Research Areas Algorithmic human-robot interaction Safe embodied AI Multi-agent reinforcement learning Dynamic game theory Foundation models for robotics and autonomy

Haimin Hu is an assistant research professor of computer science and a member of the Johns Hopkins Data Science and AI Institute, the Institute for Assured Autonomy, and the Laboratory for Computational Sensing and Robotics.

His research focuses on the algorithmic foundations of human-centered autonomy.
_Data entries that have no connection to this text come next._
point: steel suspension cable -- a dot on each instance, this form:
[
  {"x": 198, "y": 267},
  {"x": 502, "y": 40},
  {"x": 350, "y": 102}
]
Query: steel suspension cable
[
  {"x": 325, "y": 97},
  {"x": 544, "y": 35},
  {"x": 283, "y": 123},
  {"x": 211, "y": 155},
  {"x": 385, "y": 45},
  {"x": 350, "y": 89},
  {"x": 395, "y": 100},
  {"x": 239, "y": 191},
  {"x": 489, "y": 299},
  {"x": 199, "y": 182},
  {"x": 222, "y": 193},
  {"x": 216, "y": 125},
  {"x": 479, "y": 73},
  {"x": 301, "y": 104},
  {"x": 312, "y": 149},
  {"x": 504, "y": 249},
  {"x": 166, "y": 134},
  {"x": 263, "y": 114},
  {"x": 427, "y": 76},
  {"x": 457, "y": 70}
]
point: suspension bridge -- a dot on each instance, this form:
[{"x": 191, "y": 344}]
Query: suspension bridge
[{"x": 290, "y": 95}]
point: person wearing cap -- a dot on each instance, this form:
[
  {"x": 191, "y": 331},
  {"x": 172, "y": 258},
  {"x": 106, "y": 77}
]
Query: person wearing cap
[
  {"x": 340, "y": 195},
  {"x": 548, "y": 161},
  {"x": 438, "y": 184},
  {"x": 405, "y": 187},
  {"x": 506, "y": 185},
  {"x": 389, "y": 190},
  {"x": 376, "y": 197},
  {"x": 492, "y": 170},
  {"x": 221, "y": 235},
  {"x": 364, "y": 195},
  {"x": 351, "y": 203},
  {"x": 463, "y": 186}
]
By integrating dynamic game theory with machine learning and safety-critical control, his work enables deployable, verifiable, and trustworthy systems, from autonomous vehicles to drones and legged robots.

Specifically, his research covers the following topics:

  • Uncertainty-aware motion planning: How can robots plan safe and efficient motion by accounting for their evolving uncertainty and their ability to reduce it through future interaction, sensing, communication, and learning?
  • Human-AI co-evolution and co-adaptation: How can embodied AI systems learn from human teammates while helping them refine existing skills and acquire new ones in a safe, personalized manner?
  • Safe human-compatible safe autonomy: How can autonomous systems ensure prescribed safety while remaining aligned with human values and attuned to human cognitive limitations?
  • Scalable and generalizable strategic decision-making: How can multi-robot systems make safe, coordinated decisions in dynamic, human-populated environments?

Hu has been recognized as a 2025 Robotics: Science and Systems Pioneer, a 2025 Cyber-Physical Systems Rising Star, and a 2024 Human-Robot Interaction Pioneer. Additionally, he has served as an associate editor for IEEE Robotics and Automation Letters since his fourth year as a PhD student.

Hu obtained a PhD in electrical and computer engineering from Princeton University in 2025, an MSE in electrical engineering from the University of Pennsylvania in 2020, and a BE in electronic and information engineering from ShanghaiTech University in 2018. He is currently conducting his postdoctoral research at the University of Pennsylvania before joining Johns Hopkins full-time.